L'archevêque de Lima expliquait les enseignements de l'Eglise sur le mariage entre un homme et une femme pour toute la vie, dans le cadre des débats actuellement en cours au Pérou sur la proposition d'une « union civile entre personnes de même sexe ».

Revenant sur ce que signifie pour la société la famille et le mariage entre un homme et une femme, le cardinal Cipriani a insisté sur le caractère « complémentaire » de cette « institution » chargée de la procréation et de la formation des enfants et sur le fait qu'elle obéit « à un ordre naturel ».

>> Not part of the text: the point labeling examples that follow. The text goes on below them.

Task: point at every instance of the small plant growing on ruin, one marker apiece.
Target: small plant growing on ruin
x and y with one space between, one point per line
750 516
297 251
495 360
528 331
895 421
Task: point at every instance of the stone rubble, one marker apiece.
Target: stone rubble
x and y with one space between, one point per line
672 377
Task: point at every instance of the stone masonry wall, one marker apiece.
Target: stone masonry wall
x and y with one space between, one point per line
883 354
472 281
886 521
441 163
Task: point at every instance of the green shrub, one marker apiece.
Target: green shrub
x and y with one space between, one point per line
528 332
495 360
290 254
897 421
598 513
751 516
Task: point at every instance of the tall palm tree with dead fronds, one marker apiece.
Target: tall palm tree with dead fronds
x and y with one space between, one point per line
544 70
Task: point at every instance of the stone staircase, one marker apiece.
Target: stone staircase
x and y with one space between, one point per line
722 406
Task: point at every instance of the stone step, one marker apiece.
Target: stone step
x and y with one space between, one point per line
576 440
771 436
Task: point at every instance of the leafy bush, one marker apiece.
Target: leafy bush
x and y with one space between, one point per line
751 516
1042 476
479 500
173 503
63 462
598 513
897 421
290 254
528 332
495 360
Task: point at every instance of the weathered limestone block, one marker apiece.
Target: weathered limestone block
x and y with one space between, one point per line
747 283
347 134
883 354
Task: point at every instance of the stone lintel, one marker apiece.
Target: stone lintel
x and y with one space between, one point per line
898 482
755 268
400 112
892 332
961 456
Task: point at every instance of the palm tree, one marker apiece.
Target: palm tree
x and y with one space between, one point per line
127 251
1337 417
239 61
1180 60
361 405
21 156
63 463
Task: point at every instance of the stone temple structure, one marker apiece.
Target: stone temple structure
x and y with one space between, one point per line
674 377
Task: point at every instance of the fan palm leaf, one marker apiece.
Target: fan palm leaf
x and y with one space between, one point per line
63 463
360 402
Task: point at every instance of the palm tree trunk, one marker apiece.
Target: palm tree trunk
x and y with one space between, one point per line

« C'est un sujet sur lequel l'Eglise ne doit pas se taire, ne peut se taire ! » a-t-il souligné, ne cachant pas son étonnement devant les dures critiques qui lui sont adressées par la société péruvienne, qui se dit pourtant « pluraliste et tolérante », demandant à l'Eglise de ne pas s'exprimer sur ces sujets.

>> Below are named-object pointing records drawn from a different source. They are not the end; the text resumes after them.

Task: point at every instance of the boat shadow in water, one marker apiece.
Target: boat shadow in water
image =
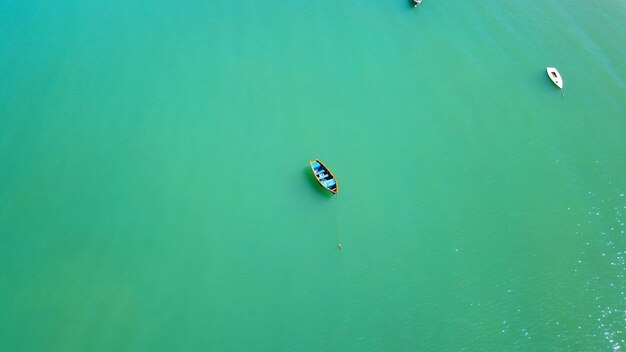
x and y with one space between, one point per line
315 184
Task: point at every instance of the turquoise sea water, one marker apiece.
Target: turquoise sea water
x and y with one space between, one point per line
155 192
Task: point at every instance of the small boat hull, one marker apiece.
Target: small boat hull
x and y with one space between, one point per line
324 176
555 76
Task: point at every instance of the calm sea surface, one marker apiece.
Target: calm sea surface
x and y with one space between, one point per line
155 191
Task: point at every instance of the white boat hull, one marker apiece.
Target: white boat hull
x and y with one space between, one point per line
555 76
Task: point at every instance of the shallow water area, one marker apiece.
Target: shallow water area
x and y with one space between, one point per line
156 193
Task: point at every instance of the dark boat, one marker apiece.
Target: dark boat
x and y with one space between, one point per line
324 176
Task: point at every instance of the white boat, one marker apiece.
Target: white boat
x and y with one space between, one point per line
555 76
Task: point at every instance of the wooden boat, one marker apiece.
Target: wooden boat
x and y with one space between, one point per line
555 76
324 176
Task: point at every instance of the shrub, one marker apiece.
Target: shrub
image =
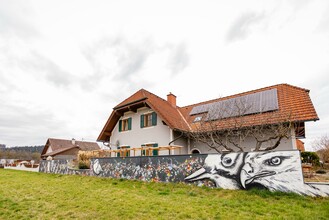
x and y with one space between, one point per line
310 157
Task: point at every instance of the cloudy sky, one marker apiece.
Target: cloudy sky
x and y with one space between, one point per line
65 64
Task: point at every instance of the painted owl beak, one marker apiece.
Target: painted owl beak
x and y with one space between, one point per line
198 175
247 174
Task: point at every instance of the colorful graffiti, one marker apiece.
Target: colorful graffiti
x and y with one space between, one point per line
275 171
61 167
152 169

« Je ne dis pas que nous devons être d'accord, mais le pasteur de l'Eglise doit dire à ses fidèles que le mariage a toujours été un mariage entre un homme et une femme et qu'il doit être indissoluble pour toute la vie », a-t-il ajouté.

« Si aujourd'hui on veut promouvoir quelque chose qui y ressemble, même si l'on dit qu'il ne s'agit pas d'un mariage, je dis que des institutions juridiques de type économique existent déjà ; on ne peut donner un caractère d'union ou nuptial à quelque chose qui relève du droit naturel ».

A l'approche des élections présidentielles au Pérou, le 11 avril prochain, le cardinal Cipriani souhaite que les débats soient « clairs » pour que les citoyens sachent vraiment pour qui voter : « Que ceux qui sont pour l'avortement le disent ; que ceux qui veulent les mariages homosexuels le disent ! ».